The quickest access to the White Mountain range itself is gained by the valley of the Androscoggin. This noble river flows by the extreme easterly base of that range, where the forms are the most noble and imposing. Within a very few miles of the foot of Mount Washington, it receives the Peabody River, which issues from the narrow Pinkham Pass between Mount Carter and the White Mountains [Presidential Range]. This stream is supplied in part from the southeast slopes of the highest mountains of the chain, and is often swollen into a tremendous torrent by the storms, or the heavy and sudden showers that drench their sides. It is the Androscoggin which has engineered [a place] for the Grand Trunk Railway, that connects Portland and Montreal, the St. Lawrence with the Atlantic. That Company are indebted to it for service in their behalf that was patiently discharged centuries before Adam.
— Rev. Thomas Starr King, The White Hills: Their Legends, Landscape, and Poetry (1859)
A stereoview of Imp and North Carter mountains from the Androscoggin at Gorham, New Hampshire.
"The Androscoggin is a beautiful river, and the scenery bordering upon it is picturesque and often grand. Persons born and reared upon its banks have an attachment for it which is never weakened in after years, however distant they may wander and whatever may be the lapse of time. Its broad intervales, decorated here and there with drooping elms, rising into table lands with sunny slopes and backed by wooded hills or craggy mountains, make up a succession of vistas which become indelibly stamped upon the memory."

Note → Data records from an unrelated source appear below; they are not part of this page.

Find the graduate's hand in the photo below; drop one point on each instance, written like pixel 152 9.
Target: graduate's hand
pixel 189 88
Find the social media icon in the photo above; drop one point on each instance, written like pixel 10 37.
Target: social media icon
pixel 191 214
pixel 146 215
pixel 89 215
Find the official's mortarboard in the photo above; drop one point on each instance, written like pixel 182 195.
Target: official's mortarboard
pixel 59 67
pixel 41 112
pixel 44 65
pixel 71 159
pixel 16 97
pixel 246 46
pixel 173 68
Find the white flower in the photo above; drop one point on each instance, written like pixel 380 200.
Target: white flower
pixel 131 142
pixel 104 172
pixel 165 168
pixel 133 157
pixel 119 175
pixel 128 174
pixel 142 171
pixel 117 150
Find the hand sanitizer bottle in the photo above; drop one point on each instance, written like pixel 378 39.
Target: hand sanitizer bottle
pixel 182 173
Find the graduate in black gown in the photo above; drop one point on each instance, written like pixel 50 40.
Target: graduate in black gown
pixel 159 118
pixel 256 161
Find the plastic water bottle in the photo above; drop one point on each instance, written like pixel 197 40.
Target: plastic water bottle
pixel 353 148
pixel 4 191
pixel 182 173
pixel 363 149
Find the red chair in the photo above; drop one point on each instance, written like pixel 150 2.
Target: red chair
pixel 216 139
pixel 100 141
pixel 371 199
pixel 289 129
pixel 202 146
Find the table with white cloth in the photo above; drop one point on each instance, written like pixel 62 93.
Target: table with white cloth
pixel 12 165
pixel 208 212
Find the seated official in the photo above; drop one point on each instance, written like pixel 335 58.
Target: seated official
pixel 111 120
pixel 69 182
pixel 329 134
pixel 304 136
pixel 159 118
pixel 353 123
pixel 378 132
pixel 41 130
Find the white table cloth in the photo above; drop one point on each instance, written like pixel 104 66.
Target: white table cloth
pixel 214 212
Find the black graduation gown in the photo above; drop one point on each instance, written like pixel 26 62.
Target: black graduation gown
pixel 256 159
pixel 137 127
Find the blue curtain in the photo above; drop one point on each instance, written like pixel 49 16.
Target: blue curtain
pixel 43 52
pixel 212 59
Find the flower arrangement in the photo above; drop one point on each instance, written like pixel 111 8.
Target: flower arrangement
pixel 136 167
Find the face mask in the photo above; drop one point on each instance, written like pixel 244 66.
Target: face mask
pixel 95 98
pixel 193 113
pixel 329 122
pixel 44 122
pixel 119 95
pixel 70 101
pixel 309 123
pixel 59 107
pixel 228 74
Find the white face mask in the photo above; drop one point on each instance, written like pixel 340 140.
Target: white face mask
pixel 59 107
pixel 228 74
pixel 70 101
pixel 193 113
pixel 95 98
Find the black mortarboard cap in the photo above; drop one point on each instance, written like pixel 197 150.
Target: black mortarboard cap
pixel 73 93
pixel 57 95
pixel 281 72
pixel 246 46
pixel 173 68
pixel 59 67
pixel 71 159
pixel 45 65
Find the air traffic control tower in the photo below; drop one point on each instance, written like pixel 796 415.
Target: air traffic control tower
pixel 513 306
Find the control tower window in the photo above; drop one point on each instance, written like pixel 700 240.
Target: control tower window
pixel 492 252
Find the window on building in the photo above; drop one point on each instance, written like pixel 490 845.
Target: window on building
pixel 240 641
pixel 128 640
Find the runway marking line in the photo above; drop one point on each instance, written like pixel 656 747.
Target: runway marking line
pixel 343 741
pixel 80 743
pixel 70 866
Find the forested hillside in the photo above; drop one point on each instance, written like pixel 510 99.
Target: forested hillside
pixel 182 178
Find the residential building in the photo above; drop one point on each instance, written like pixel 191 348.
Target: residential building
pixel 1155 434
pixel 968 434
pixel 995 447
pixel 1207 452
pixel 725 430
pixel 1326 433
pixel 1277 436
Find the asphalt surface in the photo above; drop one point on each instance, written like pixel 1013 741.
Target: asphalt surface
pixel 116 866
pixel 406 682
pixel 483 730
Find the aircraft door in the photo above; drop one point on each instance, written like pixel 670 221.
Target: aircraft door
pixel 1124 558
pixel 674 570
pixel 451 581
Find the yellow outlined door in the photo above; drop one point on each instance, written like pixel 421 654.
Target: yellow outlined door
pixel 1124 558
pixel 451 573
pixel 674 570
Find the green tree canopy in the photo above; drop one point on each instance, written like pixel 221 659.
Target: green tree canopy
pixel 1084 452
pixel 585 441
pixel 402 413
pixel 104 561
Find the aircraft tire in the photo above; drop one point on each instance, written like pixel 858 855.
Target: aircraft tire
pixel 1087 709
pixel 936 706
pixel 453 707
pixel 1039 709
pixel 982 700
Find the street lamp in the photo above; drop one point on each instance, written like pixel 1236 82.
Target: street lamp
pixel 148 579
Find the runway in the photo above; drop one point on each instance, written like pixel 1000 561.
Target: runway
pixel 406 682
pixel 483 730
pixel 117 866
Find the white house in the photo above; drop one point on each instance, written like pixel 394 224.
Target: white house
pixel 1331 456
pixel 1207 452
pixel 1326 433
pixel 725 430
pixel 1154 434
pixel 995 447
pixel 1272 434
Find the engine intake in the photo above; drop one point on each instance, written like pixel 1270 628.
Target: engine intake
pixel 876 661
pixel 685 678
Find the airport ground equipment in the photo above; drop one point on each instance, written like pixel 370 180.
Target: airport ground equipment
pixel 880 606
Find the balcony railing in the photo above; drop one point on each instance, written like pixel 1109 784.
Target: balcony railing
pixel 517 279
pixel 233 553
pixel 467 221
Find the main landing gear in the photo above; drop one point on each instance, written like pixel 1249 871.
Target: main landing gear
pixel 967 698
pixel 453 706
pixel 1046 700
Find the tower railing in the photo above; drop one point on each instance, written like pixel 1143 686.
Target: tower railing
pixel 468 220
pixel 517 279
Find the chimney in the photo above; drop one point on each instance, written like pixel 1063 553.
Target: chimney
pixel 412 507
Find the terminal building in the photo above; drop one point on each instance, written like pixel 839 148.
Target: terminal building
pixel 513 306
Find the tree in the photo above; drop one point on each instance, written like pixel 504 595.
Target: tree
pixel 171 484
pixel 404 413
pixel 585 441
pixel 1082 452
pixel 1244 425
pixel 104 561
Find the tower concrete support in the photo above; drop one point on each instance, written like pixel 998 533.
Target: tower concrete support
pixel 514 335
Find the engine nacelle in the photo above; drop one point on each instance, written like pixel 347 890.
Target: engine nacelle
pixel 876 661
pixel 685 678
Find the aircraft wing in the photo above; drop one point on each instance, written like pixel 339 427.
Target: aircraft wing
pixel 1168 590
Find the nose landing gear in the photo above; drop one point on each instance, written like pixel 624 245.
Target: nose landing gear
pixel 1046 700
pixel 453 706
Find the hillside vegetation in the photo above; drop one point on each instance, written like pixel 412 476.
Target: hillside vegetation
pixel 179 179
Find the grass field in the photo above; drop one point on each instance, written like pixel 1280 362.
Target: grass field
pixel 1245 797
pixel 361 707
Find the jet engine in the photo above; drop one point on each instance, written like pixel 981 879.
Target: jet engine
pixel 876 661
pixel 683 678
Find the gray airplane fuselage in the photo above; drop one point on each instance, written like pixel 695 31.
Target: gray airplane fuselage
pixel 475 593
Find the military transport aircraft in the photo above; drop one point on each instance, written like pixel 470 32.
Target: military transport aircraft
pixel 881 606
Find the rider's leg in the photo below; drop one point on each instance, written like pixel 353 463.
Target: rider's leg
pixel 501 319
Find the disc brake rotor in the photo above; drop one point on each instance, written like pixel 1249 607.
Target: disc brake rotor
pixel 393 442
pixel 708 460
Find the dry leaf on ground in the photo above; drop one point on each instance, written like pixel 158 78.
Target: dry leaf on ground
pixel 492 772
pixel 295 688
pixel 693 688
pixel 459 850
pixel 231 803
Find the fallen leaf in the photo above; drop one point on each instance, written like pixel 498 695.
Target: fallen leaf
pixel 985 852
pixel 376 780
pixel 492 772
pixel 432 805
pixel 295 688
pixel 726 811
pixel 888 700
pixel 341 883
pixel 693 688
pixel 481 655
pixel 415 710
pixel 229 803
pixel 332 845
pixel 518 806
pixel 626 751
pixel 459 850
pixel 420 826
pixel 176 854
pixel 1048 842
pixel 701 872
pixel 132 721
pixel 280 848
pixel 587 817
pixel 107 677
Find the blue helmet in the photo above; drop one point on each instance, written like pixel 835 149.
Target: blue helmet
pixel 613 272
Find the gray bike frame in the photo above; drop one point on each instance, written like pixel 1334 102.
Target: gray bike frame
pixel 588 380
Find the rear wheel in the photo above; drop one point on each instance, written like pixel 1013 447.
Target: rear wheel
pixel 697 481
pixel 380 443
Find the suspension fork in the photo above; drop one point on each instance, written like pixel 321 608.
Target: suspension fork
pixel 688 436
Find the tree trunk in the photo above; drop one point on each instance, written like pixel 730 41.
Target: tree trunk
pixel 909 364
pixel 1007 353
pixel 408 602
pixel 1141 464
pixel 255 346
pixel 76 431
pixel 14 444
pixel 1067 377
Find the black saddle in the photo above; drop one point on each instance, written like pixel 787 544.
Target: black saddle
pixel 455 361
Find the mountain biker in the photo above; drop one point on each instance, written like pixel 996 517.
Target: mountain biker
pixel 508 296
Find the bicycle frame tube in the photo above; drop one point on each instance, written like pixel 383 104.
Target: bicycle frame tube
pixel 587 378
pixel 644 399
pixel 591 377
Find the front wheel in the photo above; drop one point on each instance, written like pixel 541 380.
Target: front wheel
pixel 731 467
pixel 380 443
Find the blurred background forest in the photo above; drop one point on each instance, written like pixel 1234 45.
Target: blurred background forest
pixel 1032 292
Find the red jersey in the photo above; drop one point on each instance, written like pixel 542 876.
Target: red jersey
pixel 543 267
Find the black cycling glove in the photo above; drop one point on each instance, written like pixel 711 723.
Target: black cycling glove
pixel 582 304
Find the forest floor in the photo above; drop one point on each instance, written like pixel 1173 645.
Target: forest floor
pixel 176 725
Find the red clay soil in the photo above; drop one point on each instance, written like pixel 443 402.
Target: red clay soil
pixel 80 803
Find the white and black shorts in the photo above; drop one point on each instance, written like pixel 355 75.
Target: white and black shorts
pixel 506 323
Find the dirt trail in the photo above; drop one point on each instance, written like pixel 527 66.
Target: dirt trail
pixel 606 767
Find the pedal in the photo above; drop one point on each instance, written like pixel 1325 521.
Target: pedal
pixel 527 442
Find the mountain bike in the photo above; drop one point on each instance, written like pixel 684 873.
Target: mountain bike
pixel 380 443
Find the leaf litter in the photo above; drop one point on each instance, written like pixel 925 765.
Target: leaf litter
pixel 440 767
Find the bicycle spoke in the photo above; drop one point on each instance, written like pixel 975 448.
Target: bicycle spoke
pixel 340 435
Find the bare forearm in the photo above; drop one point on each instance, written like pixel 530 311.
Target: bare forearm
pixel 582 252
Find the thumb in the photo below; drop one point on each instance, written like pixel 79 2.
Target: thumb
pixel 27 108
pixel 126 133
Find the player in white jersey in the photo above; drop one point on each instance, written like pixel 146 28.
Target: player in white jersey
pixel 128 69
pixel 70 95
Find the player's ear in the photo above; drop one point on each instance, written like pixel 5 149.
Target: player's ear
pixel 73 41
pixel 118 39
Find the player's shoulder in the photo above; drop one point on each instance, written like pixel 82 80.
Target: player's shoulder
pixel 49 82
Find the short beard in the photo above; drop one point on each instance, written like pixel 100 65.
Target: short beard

— William B. Lapham, History of Rumford, Oxford County, Maine (1890)
The Ferry (On the Androscoggin); Engraving, n.d. (1870s?). Though the Androscoggin was an excellent waterway for logging, its lack of shallow fords made river ferries imperative for travel and commerce. This engraving was done by William Wellstood, after a painting by Albert Fitch Bellows.
This reproduction of a print originally published by Currier & Ives about 1870, as part of the "American River Scenery" series, is identified as "View on the Androscoggin Me.," though it actually depicts a mid-nineteenth century vista looking west from the Lead Mine Bridge at Shelburne, New Hampshire. Of this famous view, a writer in the Boston Traveller in 1897 stated, "It is one of the loveliest pictures not only in the White Mountain region, but anywhere in the world, so impressive is the beauty of the river and the island and the bold symmetry of the mountains." The construction of a power plant and water control dam by the Brown Company early in the last century submerged the islands and changed the view, though the bare peaks of Mts. Madison, Jefferson and Washington still tower grandly in the background.
Lewiston Falls, from an 1833 painting made from the Auburn side of the Androscoggin. The open-truss bridge was erected in 1823. Following the dedicatory oration, tables were spread and a meal for the large crowd was enjoyed on the bridge.